Military Administrator of Ondo State
- In office August 1998 – May 1999
- Preceded by: Anthony Onyearugbulem
- Succeeded by: Adebayo Adefarati

Military service
- Allegiance: Nigeria
- Branch/service: Nigerian Army
- Rank: Colonel

= Moses Fasanya =

Nigerian politician and army officer

Moses Fasanya is a Nigerian retired colonel from Ibadan, Oyo State, who served as military administrator of Abia State from August 1996 to August 1998, during the military regime of General Sani Abacha. He was later appointed military administrator of Ondo State in August 1998 and handed over power to the civilian governor, Adebayo Adefarati, in May 1999.

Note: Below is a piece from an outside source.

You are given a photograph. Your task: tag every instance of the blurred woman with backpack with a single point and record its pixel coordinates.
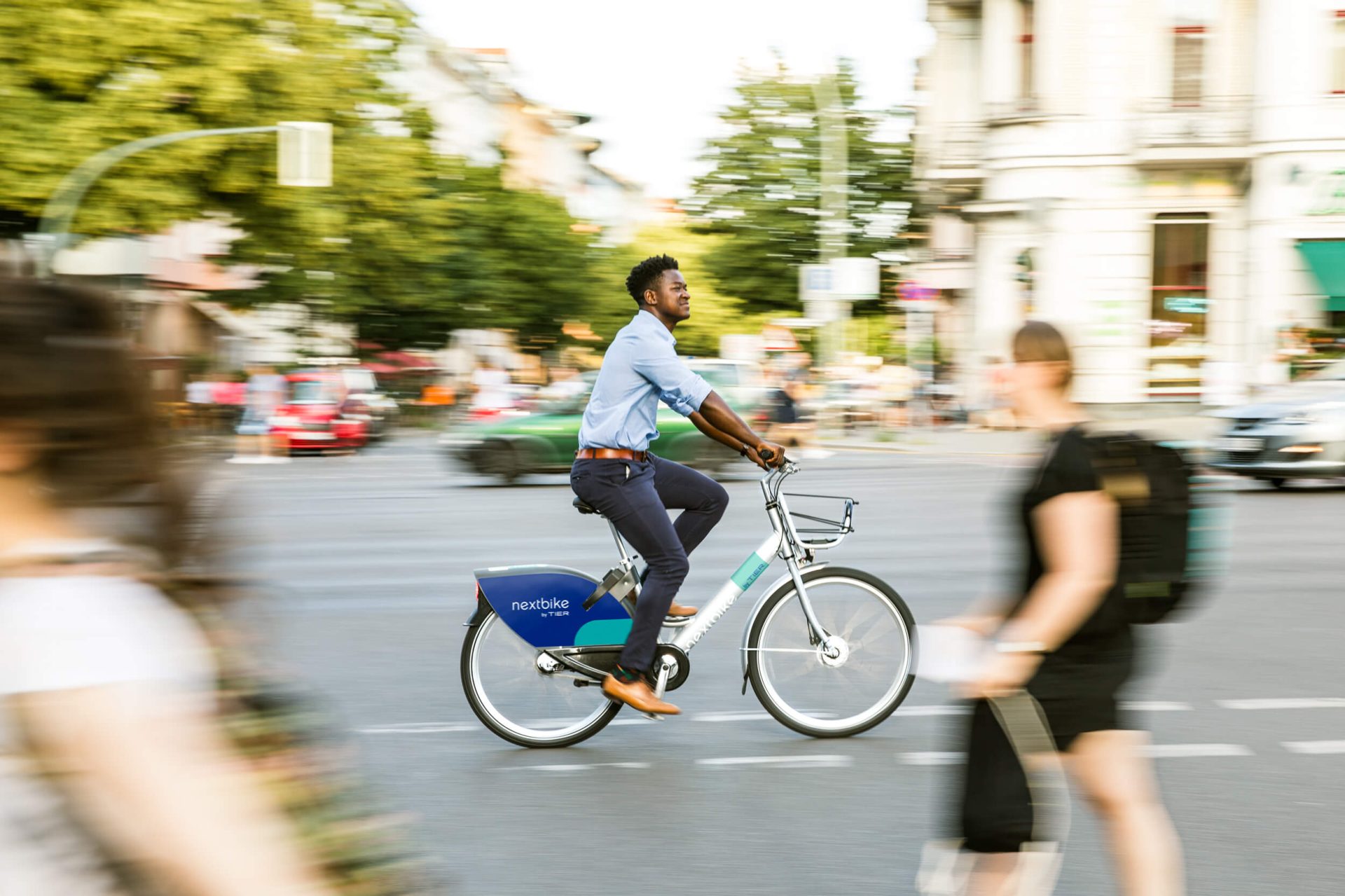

He faced criticism in Ondo State for his handling of the election of the traditional Owo leader, which led to chaos, fatalities and destruction of property. In October 1998, hundreds of people were killed in clashes between local Ijaws in the Akpata region and Ilaje Yorubas seeking work on a newly found oilfield. Fasanya had difficulty agreeing with Ijaw leaders on ways to stabilize the situation. He deployed soldiers and police to the area to restore peace. In February 1999, Fasanya's aides mistreated and detained fifteen journalists covering a meeting of state administrators of the Odu'a Investment Company in Akure.

In March 2009, an oil tanker caught fire in Obadore, near Lagos State University. Fasanya lost printing materials and other goods worth over ₦3 million, which were stored in ten shops that were destroyed in the blaze.